Impact of grain shape on seismic attenuation and phase velocity in cubic polycrystalline materials

•We investigate the propagation properties of anisometric polycrystalline aggregates.•Attenuation and phase velocity are computed using a spectral function approach.•Attenuation and phase velocity vary with the grain shape/size and the frequency.•q-SVSV and q-SHSH attenuations differ in the Rayleigh-to-Stochastic transition regime.•q-SVSV and q-SHSH phase velocities differ from the Rayleigh to the Stochastic regime.

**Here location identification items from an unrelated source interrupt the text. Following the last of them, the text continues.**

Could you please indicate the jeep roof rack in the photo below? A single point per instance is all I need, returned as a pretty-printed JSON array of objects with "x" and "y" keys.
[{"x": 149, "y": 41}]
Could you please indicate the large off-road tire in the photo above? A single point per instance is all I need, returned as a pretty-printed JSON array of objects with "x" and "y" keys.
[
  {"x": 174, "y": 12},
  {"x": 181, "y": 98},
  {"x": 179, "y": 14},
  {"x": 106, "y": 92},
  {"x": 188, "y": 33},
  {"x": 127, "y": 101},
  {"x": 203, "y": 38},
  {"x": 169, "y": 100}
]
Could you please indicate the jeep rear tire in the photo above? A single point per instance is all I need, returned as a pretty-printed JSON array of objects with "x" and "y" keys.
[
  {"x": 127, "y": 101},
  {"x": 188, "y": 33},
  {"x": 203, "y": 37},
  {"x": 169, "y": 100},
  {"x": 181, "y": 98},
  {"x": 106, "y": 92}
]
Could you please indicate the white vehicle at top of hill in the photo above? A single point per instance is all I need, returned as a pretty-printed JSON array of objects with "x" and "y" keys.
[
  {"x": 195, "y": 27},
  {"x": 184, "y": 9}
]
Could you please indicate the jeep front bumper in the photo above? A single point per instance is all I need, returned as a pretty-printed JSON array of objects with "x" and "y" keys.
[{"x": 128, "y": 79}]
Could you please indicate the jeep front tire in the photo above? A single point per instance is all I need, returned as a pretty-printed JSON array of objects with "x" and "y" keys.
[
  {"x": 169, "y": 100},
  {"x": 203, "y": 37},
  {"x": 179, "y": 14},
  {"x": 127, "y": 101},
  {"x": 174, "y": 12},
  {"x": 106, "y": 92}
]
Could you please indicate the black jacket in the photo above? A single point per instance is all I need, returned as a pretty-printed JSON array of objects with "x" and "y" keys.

Attenuation and phase velocity of seismic waves propagating in cubic polycrystalline aggregates with elongated grains are computed from the Rayleigh (low-frequency) to the geometrical optics (high-frequency) regime using a spectral function approach. In this study, we consider the case of perfectly aligned ellipsoidal grains with randomly oriented crystallographic axes. Such anisometric medium exhibits transverse isotropy. The frequency dependence of both phase velocity and scattering attenuation for quasi-compressional (q-PP), quasi-shear vertical (q-SVSV) and quasi-shear horizontal (q-SHSH) waves are examined in detail. The attenuation depends on the effective volume of the grain in the Rayleigh regime, on the grain dimension in the direction of propagation in the stochastic regime, and is inversely proportional to the grain size in the direction of propagation in the geometrical optics regime. The phase velocity exhibits a much more complex pattern depending on the grain shape and frequency. In particular, the fast/slow direction of propagation is not systematically aligned with the direction of low/high attenuation. The anisotropy in velocity typically varies from 1% in the Rayleigh regime to a few percents at the transition from the stochastic to the geometrical optics regime. Even for a highly anisotropic cubic iron crystals, q-SVSV and q-SHSH attenuations differ by at most 12% in the Rayleigh-to-stochastic transition regime but are equal in other frequency ranges. The q-SVSV and q-SHSH phase velocities, from the Rayleigh to the stochastic regime, differ by at most 1%. Anisotropy induced by geometrical effects should therefore be detectable in laboratory or seismological data.